The bacterial cell wall-extracted fraction or surface proteins include proteins that are believed to exist in the cytoplasm27,28. Likewise, Gu-HCl-extracted surface proteins from MJ2 include chaperonins and heat shock proteins, which are generally located in the bacterial cytoplasm. We could confirm that cell lysis did not occur during guanidine extraction; hence, we concluded that they might belong to moonlighting proteins. Moonlighting proteins are canonically known as cytoplasmic proteins that perform more than one distinct biochemical or biophysical functions that are not because of gene fusion or multiple proteolytic fragments29. In particular, heat-shock proteins (also known as chaperonins), typical surface moonlighting proteins, are present among the surface proteins of MJ2. Although extracellular heat-shock proteins (HSPs) play a role in immune response27, the functions of moonlighting proteins are still unknown, and approximately hundred moonlighting proteins have been identified and listed in the online MoonProt Database (moonlightingproteins.org).
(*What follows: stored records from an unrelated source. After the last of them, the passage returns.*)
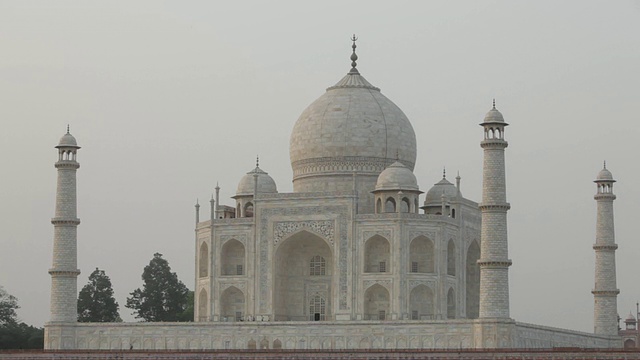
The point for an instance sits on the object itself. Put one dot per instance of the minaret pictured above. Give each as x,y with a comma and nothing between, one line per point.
64,271
605,293
494,262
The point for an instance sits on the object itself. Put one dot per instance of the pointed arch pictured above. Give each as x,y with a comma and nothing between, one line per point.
376,303
421,255
390,205
203,260
232,258
203,301
298,276
421,303
472,286
232,304
451,304
377,254
248,209
451,258
405,205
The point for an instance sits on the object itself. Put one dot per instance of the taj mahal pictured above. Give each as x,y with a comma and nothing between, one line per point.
356,257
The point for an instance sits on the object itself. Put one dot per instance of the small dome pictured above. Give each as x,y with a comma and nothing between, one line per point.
434,195
67,140
265,183
493,116
397,177
604,175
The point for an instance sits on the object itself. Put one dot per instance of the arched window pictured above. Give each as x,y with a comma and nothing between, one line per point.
405,205
421,303
376,254
232,258
421,255
376,303
451,304
390,205
317,266
317,308
203,266
203,300
248,210
451,258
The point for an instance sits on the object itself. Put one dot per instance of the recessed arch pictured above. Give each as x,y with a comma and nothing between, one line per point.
232,304
376,254
472,275
390,205
376,303
248,209
421,255
421,303
451,258
296,284
405,205
203,301
203,260
451,304
232,258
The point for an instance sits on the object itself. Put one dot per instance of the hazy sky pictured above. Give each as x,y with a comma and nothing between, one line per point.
168,98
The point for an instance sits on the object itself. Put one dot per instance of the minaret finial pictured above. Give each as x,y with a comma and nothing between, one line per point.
354,57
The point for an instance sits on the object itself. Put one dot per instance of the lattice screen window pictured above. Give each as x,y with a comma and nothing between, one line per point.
317,266
317,308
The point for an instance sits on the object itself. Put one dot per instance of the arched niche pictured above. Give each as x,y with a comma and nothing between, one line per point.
376,303
232,258
472,285
421,255
451,258
296,283
203,260
203,301
421,303
376,254
451,304
232,304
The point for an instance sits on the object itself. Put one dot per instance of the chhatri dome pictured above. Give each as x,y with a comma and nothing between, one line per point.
352,130
397,177
266,184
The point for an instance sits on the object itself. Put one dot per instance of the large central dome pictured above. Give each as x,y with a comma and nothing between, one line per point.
351,128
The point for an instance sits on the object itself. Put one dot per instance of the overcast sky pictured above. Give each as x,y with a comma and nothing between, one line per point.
168,98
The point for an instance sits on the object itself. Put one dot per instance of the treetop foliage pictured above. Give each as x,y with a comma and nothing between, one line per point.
96,302
163,296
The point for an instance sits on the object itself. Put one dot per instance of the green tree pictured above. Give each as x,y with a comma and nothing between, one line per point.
163,296
8,307
96,302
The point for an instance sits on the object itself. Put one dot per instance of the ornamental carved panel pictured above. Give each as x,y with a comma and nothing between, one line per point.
325,228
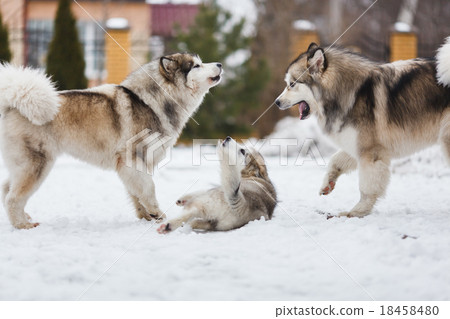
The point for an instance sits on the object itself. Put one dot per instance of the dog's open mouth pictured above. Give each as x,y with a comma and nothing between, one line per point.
304,110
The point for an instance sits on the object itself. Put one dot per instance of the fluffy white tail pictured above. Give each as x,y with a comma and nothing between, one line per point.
29,91
443,63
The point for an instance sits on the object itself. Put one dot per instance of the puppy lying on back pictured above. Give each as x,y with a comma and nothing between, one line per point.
246,193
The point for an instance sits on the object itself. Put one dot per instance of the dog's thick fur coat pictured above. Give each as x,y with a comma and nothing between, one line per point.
38,124
373,112
246,193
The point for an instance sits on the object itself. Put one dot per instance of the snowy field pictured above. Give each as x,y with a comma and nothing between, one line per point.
91,247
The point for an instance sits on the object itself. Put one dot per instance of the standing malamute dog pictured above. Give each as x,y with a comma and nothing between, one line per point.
373,112
38,123
246,193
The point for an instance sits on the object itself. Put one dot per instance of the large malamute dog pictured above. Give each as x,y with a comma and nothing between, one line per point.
38,123
246,193
373,112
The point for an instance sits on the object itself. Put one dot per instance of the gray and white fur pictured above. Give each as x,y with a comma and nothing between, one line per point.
246,193
38,124
374,112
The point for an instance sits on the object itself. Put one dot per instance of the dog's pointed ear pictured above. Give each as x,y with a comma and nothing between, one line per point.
317,62
167,67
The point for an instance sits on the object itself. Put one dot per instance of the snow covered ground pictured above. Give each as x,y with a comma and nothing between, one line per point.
90,245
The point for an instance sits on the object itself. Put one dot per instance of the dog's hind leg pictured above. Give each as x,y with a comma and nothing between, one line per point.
374,177
24,181
142,190
180,221
204,224
5,190
140,209
340,163
444,136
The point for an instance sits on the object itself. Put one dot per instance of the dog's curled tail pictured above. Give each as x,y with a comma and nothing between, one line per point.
30,91
443,63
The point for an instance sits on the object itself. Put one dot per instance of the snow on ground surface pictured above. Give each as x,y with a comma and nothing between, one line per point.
88,231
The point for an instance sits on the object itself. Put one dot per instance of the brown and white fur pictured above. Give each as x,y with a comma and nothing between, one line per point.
374,112
38,124
246,193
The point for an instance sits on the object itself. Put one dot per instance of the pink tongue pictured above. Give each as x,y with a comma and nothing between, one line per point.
301,107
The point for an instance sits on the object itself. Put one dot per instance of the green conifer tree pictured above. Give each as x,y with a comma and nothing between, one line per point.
225,111
5,53
65,60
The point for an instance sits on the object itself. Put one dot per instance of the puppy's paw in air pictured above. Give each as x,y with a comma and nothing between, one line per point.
327,188
164,228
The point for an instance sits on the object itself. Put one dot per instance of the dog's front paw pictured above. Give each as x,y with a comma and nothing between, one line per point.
164,228
353,214
327,187
26,225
These proteins are type of surface proteins that do not have motif for surface export or anchoring and are referred to as anchorless proteins30,31. Moonlighting proteins mainly act as enzymes inside the cell, but they are also known for their adhesion function on the surface, including binding to plasminogen, extracellular matrix, or host cell surface proteins32. Because of these characteristics, moonlighting proteins of pathogens induce infection; in contrast, moonlighting proteins of probiotics bind to host mucin and make them colonize the gut33. In this study, we found that surface proteins of MJ2 and trypsin-cleaved peptides showed similar inhibitory effects on osteoclast differentiation, suggesting that the inhibitory activity of surface proteins on osteoclast differentiation may not be derived from whole surface proteins but from trypsin-cleaved peptides, functioning as moonlighting peptides.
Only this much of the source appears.